Court of Appeals for the Ninth Circuit, Case No. 96-30316:
United States v. Carrie L. Aenk
Submitted Feb. 6, 1998**.
Decided Feb. 19, 1998.
Appeal from the United States District Court for the Eastern District of Washington Robert H. Whaley, District Judge, Presiding.
Before BRUNETTI, RYMER, and KLEINFELD, Circuit Judges.
Since the actual loss to the bank was $0, the district court was required to determine Carrie Aenk’s offense level according to the loss she intended to cause to the bank. See U.S.S.G. § 2F1.1, Appl. Note 7; United States v. Lorenzo, 995 F.2d 1448, 1460 (9th Cir.1993), cert. denied 510 U.S. 882, 114 S.Ct. 227, 126 L.Ed.2d 182 (1993).

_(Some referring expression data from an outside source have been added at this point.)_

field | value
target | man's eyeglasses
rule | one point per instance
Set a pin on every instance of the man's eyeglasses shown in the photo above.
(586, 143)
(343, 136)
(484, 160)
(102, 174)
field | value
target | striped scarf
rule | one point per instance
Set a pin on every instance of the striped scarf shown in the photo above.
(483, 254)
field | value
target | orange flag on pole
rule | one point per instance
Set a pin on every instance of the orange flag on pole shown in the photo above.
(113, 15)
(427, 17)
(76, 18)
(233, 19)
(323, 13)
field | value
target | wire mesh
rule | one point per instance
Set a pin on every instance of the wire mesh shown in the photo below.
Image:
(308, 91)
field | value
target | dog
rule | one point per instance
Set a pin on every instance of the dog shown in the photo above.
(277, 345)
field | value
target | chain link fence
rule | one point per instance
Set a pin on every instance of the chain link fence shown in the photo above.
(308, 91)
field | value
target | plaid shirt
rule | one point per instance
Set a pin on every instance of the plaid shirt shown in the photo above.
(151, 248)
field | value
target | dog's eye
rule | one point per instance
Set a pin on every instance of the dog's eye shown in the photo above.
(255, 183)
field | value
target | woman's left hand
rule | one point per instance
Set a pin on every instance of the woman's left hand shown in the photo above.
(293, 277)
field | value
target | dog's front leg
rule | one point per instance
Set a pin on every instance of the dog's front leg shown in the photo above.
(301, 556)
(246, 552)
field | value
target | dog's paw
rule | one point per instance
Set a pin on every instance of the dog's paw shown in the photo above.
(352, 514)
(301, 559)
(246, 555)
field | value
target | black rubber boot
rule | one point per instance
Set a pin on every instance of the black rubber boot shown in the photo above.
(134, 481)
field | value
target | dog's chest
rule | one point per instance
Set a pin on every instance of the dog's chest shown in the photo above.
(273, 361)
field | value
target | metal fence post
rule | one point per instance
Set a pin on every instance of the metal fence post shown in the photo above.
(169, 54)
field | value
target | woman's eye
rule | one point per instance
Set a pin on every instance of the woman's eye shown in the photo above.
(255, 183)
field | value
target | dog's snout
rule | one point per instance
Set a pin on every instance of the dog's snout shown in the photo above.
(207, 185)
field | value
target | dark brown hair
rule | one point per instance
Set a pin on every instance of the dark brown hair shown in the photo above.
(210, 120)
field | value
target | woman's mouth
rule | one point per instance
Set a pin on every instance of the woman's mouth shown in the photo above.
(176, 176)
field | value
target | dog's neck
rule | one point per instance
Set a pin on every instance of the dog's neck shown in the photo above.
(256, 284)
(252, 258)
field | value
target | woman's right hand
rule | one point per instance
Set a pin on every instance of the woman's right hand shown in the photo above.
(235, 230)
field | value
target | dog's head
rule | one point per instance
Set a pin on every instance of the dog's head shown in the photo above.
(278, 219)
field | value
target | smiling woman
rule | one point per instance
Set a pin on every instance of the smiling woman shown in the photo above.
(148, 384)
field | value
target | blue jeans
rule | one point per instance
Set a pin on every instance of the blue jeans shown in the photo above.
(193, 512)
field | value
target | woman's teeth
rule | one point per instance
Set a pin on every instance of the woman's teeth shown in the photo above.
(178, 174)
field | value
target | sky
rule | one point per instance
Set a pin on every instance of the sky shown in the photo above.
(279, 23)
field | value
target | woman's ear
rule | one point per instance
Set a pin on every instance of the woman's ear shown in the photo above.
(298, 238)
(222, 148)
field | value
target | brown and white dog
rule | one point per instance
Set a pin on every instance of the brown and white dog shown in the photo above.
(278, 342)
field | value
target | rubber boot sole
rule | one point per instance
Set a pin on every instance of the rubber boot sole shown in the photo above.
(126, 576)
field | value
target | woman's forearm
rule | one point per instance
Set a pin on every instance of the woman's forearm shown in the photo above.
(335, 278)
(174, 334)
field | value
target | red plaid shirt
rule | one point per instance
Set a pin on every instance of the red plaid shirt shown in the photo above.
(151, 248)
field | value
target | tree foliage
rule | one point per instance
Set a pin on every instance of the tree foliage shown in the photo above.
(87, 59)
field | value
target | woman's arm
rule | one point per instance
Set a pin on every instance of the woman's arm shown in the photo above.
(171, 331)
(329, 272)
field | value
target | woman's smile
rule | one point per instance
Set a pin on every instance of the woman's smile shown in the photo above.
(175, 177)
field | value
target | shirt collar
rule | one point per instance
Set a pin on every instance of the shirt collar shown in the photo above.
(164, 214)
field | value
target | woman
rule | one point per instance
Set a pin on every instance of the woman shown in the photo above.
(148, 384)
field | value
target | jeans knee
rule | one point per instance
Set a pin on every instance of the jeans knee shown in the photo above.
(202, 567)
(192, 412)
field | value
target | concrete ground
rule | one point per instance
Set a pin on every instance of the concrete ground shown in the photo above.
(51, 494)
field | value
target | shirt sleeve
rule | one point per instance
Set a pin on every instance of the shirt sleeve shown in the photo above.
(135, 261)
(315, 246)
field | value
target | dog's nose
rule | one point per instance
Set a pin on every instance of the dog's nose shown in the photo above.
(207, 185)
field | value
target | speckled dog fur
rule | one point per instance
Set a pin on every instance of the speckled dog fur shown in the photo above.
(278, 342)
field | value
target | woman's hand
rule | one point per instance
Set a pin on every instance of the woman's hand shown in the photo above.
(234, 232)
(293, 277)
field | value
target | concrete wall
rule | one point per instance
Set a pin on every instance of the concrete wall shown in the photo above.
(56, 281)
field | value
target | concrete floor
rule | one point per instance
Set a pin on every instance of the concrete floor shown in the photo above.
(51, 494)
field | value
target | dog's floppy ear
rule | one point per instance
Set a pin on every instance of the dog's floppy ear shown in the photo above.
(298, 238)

The district court found that Aenk intended to cause a loss of $435,000 to the bank. We review this factual finding for clear error. United States v. Parrilla, 114 F.3d 124, 126 (9th Cir.1997). The district court’s finding was supported by Aenk’s stipulation in her plea agreement that the intended loss was more than $350,000 but less than $500,000; by evidence that Aenk placed into the bank’s ATM a deposit envelope which was empty, but which purported to contain $435,000; and by her husband Allen’s statement to the FBI that they would have withdrawn the entire account had they not been caught. Carrie Aenk testified at the sentencing hearing that she only intended to withdraw $2,200, but the district court found this testimony not to be credible. The district court did not clearly err in finding that Aenk intended to cause a loss of $435,000.